2. The generation method of claim 1, further comprising:

acquiring document data generated from a source language;

and preprocessing the document data to generate the source language document.

3. The generation method of claim 1, wherein generating a sequence of subwords based on a source language document comprises:

acquiring a word sequence in a source language document;

and performing sub-word segmentation on the subsequence to generate the sub-word sequence.

4. The method of generating as claimed in claim 1 wherein said adding said linguistic tag to said sequence of subwords and inputting into an encoder to generate an input sequence of words encoding comprises:

generating an input word vector matrix based on the input word sequence;

adding the language labels to the input word sequence and the input word vector matrix;

inputting the input word sequence with language labels and the input word vector matrix into an encoder to generate the input word sequence code.

5. The method of generating in claim 1, wherein inputting said input word sequence code into a decoder to generate a digest word sequence code comprises:

inputting the input word sequence code into the decoder in an initial state;

the decoder generates the abstract word sequence code according to the input word sequence code based on an attention mechanism.

6. The method of generating as claimed in claim 5 wherein said decoder generates said sequence of digest words from said sequence of input words based on an attention mechanism comprising:

and the output hidden state of the decoder at the t moment is determined by the input of the decoder at the t moment, the hidden state of the encoder and the decoding representation of the nth layer of the tth word sequence.

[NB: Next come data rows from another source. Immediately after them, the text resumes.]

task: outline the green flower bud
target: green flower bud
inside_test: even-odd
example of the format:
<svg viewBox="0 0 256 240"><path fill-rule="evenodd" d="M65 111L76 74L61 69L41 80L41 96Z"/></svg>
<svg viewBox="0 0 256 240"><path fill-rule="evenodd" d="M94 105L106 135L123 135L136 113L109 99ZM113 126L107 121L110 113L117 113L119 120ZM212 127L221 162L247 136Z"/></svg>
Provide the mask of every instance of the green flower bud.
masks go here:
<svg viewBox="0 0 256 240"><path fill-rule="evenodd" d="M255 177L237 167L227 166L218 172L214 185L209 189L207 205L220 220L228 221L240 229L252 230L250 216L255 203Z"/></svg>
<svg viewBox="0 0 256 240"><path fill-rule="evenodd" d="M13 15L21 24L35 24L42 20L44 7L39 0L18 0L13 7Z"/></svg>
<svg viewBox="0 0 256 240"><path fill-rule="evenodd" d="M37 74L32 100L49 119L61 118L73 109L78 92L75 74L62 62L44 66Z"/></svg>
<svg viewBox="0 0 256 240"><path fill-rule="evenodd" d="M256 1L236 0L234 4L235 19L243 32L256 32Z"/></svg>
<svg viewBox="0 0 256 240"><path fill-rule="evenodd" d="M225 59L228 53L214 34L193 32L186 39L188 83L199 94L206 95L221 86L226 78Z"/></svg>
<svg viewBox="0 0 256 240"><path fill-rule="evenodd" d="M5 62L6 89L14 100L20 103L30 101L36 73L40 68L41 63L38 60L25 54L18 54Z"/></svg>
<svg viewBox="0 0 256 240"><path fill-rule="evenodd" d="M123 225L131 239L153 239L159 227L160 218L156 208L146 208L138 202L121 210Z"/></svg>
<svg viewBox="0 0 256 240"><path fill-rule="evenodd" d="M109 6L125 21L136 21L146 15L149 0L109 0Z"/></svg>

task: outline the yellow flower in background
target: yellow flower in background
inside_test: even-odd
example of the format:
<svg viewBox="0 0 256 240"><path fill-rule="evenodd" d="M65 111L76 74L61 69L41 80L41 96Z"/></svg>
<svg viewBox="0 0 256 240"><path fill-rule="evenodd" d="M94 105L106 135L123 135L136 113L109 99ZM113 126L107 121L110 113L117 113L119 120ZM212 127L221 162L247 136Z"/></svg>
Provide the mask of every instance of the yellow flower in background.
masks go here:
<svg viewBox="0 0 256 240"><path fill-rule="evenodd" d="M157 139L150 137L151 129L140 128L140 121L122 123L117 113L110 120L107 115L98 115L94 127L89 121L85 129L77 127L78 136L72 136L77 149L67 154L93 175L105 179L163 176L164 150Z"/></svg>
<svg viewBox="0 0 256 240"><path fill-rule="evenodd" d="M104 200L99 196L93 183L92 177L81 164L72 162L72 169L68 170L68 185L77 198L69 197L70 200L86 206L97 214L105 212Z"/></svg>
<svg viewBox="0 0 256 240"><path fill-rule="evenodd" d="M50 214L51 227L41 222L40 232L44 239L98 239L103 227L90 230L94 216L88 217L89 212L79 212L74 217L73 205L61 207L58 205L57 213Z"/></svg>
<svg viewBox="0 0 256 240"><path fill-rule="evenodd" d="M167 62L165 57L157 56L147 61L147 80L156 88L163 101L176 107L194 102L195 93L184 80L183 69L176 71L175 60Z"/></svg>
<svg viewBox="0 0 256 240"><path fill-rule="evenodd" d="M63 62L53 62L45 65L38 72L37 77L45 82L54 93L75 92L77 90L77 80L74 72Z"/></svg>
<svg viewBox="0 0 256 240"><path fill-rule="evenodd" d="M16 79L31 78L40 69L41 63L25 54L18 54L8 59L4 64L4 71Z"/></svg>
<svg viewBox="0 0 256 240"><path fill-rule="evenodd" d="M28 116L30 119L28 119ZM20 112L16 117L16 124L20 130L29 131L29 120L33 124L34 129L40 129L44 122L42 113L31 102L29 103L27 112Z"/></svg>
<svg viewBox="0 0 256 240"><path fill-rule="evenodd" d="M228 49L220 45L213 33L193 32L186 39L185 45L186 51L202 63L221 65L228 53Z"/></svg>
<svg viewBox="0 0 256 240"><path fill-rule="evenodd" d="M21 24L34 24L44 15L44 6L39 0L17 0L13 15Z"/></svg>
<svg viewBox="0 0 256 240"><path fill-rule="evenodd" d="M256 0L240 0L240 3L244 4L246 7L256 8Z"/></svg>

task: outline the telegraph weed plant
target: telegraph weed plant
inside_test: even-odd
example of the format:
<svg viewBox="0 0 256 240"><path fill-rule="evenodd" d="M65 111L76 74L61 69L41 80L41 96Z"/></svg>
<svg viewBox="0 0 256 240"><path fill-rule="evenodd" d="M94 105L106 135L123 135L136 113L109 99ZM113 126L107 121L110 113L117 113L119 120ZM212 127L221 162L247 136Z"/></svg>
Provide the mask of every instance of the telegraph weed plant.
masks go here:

7. The method of generating as claimed in claim 1 wherein generating source language digest documents and target language digest documents based on said digest word sequence encoding comprises:

inputting the abstract word sequence code into a logistic regression layer of the decoder to perform linear transformation;

and generating the source language abstract document and the target language abstract document based on the result of the linear transformation.

8. The method of generating as claimed in claim 7, wherein inputting said sequence of digest words encoded into a logistic regression layer of said decoder for linear transformation comprises:

inputting the abstract word sequence code into the decoder to obtain a hidden layer state;

and inputting the hidden layer state into a logistic regression layer of the decoder to perform linear transformation and output probability distribution in all word lists at t moment.

9. The method of generating as in claim 7 wherein generating the source language digest document and the target language digest document based on results of a linear transformation comprises:

taking the vocabulary corresponding to the maximum probability as the vocabulary at the time t;

and generating the source language abstract document and the target language abstract document based on the vocabularies at all the time.

10. An apparatus for generating a cross-language abstract, comprising:

the label module is used for determining language labels of a source language and a target language;

the sequence module is used for generating a sub-word sequence based on the source language document;

the coding module is used for adding the language labels to the sub-word sequences and inputting the language labels into a coder to generate input word sequence codes;

the decoding module is used for inputting the input word sequence codes into a decoder to generate abstract word sequence codes;

and the document module is used for generating a source language abstract document and a target language abstract document based on the abstract word sequence codes.

11. An electronic device, comprising:

one or more processors;

storage means for storing one or more programs;

when executed by the one or more processors, cause the one or more processors to implement the method of any one of claims 1-9.

12. A computer-readable medium, on which a computer program is stored, which, when being executed by a processor, carries out the method according to any one of claims 1-9.